Managementfehler (Allgemeines Forum)

ICE615, Montag, 27.10.2008, 23:04 (vor 6402 Tagen) @ Mario-ICE

Die ICE 3 werden über die Verlängerung der Linie 42 ausgetauscht und haben somit Zugang zu den Werken Dortmund, München und Frankfurt.

Alternativ könnte man auch die Linie München-Hannover-Bremen/Hmaburg mit ICE 3 statt ICE 2 bedienen. Die frei werdenden ICE 2 kann man dann zwischen HH und B einsetzen.

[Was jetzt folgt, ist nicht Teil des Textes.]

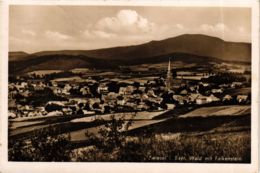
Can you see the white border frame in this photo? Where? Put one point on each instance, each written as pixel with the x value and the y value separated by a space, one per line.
pixel 10 167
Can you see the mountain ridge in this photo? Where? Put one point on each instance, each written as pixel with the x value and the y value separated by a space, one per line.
pixel 187 45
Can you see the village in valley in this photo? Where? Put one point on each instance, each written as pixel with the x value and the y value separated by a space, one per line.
pixel 166 103
pixel 95 92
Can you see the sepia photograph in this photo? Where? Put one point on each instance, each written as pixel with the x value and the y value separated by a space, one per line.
pixel 122 83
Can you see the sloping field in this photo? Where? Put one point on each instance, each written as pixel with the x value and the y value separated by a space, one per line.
pixel 145 115
pixel 234 110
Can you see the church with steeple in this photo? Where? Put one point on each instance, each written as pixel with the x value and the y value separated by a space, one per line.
pixel 169 78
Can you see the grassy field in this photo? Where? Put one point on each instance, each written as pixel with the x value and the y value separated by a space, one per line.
pixel 233 110
pixel 219 134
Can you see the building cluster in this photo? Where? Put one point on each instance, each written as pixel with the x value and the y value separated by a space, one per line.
pixel 36 97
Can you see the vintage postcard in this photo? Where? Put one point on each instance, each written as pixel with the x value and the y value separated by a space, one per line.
pixel 129 86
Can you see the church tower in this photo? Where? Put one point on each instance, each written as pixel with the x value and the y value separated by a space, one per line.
pixel 169 78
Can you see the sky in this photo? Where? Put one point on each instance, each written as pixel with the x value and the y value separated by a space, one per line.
pixel 34 28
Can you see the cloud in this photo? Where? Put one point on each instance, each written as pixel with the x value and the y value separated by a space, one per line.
pixel 57 35
pixel 98 33
pixel 28 32
pixel 219 27
pixel 125 21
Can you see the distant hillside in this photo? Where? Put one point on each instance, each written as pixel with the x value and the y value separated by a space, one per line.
pixel 185 47
pixel 15 56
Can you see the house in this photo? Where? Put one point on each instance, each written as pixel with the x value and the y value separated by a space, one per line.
pixel 206 99
pixel 217 90
pixel 242 98
pixel 102 89
pixel 227 97
pixel 236 84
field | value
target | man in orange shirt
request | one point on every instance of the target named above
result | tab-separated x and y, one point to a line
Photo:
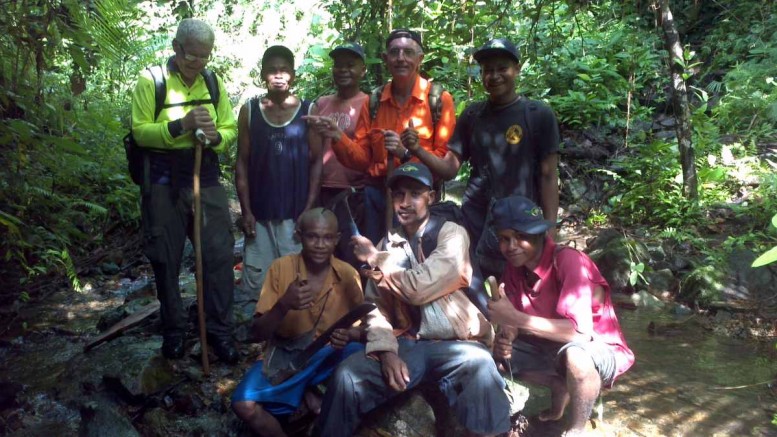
403	120
302	296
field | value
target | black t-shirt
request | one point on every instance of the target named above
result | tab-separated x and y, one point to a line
504	152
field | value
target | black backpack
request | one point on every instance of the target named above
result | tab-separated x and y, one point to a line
136	156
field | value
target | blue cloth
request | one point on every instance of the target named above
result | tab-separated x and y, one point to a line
286	397
279	165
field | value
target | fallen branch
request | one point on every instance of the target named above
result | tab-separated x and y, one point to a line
116	330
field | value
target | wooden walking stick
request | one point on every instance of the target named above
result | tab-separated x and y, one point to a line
389	203
201	140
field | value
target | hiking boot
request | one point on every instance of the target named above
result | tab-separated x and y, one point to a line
225	349
172	346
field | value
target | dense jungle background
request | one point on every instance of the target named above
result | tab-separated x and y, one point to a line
668	112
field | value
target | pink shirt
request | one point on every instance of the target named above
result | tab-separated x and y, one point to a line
346	114
565	290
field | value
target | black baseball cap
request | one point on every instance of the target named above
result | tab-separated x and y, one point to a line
351	47
497	46
405	33
282	52
412	170
519	213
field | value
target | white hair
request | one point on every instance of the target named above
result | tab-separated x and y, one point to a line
191	29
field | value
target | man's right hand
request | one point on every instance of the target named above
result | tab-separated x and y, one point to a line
363	249
395	372
199	118
503	344
249	225
299	295
325	126
393	143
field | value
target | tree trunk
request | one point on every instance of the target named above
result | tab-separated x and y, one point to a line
680	102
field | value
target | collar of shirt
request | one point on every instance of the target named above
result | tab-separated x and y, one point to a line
419	91
546	261
334	278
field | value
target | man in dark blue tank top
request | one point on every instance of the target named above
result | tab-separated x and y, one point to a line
278	169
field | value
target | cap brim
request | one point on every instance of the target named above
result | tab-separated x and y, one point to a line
490	53
532	228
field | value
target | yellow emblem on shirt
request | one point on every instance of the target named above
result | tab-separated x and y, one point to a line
514	134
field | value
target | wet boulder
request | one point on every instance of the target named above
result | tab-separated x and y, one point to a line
424	411
616	255
734	281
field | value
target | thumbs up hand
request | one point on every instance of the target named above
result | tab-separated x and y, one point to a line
501	309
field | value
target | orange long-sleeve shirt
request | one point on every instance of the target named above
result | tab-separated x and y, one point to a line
365	151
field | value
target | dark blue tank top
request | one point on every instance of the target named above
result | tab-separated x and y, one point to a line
279	170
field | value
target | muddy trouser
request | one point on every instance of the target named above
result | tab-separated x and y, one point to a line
474	221
464	371
167	222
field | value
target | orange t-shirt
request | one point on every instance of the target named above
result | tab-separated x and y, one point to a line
346	114
365	152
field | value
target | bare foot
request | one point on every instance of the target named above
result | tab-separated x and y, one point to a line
313	402
559	401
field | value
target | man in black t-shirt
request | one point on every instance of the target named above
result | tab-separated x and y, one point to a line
512	144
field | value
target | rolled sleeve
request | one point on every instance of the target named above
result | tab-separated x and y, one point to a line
147	131
576	292
445	126
225	120
446	270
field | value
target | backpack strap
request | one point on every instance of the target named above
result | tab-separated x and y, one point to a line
213	86
375	101
211	82
529	113
434	100
429	238
160	88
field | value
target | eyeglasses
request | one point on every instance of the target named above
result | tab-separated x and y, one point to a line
191	58
409	52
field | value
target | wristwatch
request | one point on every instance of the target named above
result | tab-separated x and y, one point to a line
406	156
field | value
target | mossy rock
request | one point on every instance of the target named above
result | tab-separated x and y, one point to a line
703	285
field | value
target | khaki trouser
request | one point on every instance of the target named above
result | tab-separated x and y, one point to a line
167	221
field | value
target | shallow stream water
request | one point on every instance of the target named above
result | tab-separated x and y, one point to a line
687	380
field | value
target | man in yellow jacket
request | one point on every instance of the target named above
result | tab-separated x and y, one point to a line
168	138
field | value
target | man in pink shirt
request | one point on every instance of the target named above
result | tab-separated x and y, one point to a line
343	108
558	324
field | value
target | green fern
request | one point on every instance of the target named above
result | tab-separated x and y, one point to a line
90	206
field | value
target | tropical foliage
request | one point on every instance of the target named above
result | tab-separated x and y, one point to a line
67	66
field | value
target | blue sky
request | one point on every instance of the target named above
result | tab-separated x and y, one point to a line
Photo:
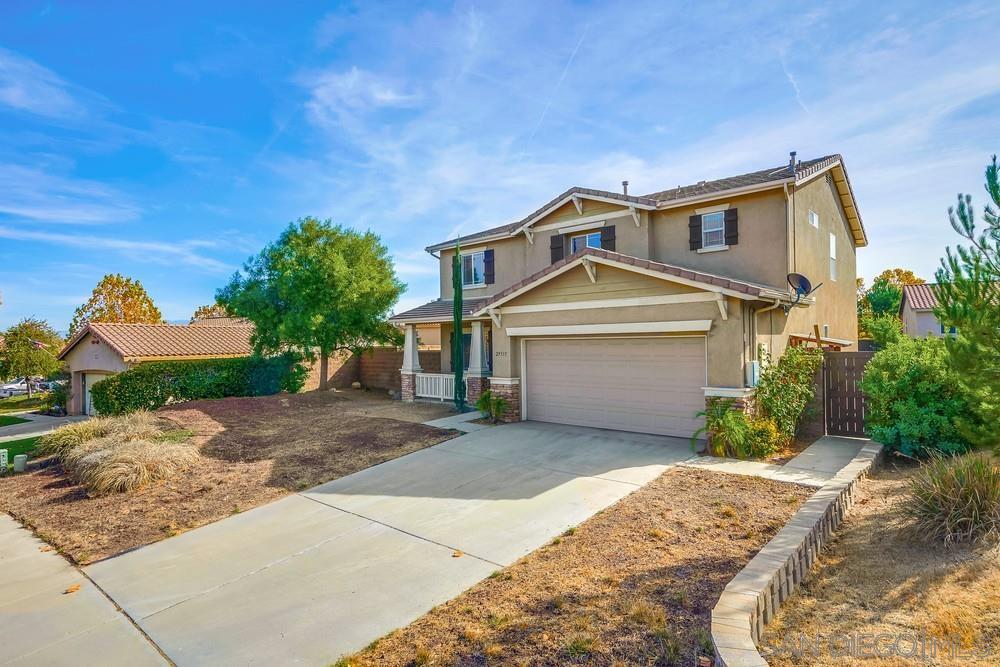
169	143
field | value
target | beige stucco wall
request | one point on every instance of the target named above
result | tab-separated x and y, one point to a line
920	323
89	356
759	256
836	300
725	344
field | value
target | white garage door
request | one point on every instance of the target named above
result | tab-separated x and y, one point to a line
647	385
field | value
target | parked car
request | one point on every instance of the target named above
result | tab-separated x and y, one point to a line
15	388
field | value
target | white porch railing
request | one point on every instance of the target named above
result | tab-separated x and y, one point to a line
438	385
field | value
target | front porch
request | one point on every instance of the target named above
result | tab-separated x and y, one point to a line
416	383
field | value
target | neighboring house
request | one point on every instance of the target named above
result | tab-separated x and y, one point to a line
625	312
102	349
916	310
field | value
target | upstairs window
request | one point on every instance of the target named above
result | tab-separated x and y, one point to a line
713	229
833	257
473	269
578	243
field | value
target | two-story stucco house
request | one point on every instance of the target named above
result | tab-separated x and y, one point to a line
618	311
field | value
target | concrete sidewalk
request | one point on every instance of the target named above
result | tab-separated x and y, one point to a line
37	425
45	625
322	573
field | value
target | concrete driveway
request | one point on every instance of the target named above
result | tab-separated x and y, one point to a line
322	573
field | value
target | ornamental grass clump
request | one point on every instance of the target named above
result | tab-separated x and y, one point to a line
956	499
118	454
134	464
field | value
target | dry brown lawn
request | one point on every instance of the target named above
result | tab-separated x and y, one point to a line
877	577
253	451
633	585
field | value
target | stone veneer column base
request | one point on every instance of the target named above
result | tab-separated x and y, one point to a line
510	390
408	386
477	384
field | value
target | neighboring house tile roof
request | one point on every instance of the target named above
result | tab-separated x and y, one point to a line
920	297
135	342
439	309
803	169
220	321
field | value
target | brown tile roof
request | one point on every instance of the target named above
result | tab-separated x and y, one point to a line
743	287
135	342
920	297
439	309
221	321
802	170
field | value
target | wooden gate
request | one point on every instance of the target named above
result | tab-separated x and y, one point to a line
845	404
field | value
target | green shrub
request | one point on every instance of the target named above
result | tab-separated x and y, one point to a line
914	398
786	387
763	438
956	499
727	429
151	385
491	405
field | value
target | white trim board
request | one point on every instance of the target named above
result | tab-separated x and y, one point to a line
625	302
677	326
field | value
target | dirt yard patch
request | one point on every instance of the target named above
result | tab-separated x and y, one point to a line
634	585
254	450
876	578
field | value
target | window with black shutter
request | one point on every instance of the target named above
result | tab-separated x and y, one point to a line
488	272
557	247
694	232
608	237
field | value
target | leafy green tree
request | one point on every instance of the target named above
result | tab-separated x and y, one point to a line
968	294
29	348
319	288
884	297
117	299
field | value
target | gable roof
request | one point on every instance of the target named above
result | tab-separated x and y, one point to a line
138	342
920	297
738	288
439	310
803	171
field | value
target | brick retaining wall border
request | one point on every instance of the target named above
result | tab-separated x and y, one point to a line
754	595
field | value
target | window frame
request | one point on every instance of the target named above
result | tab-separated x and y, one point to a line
586	236
472	259
833	257
721	230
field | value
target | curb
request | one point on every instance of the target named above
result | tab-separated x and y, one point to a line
754	595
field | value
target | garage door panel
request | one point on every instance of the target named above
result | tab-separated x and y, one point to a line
651	385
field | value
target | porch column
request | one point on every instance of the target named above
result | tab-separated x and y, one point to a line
478	367
411	365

Ach wenn doch alles immer so einfach umzusetzen wäre wie mancher User hier schreibt :-)

Flexibilität ist alles, Fluggesellschaften bekommen das auch hin. Da die Bahn gerne auf einer Ebene mit den Fluggesellschaften gesehen werden möchte und sogar davon ausgeht, Kunden abzuwerben, soll diese bitte auch den gleichen Service und eine vergleichbare Zuverlässigkeit bieten.

Zur Not muss man mal ein paar Fahrzeuge bei der SNCF mieten und mehr Personal einsetzen. Das kostet aber Geld und kommt den lästigen Beförderungsfall zu Gute und wird daher von DB-Seite kategorisch abgelehnt.

Wenn ich ein Flugticket buche, garantieren mir EU-Regelungen, dass ich befördert werde. Schon bei relativ geringen Verspätungen habe ich einen Anspruch auf Schadenersatz bzw. Reisepreisermäßigung. Buche ich ein Bahnticket, wird mir auf der Homepage der DB empfohlen,(http://www.bahn.de/blitz/view/index.shtml) die gebuchte Strecke zu umfahren oder die S-Bahn zu benutzen.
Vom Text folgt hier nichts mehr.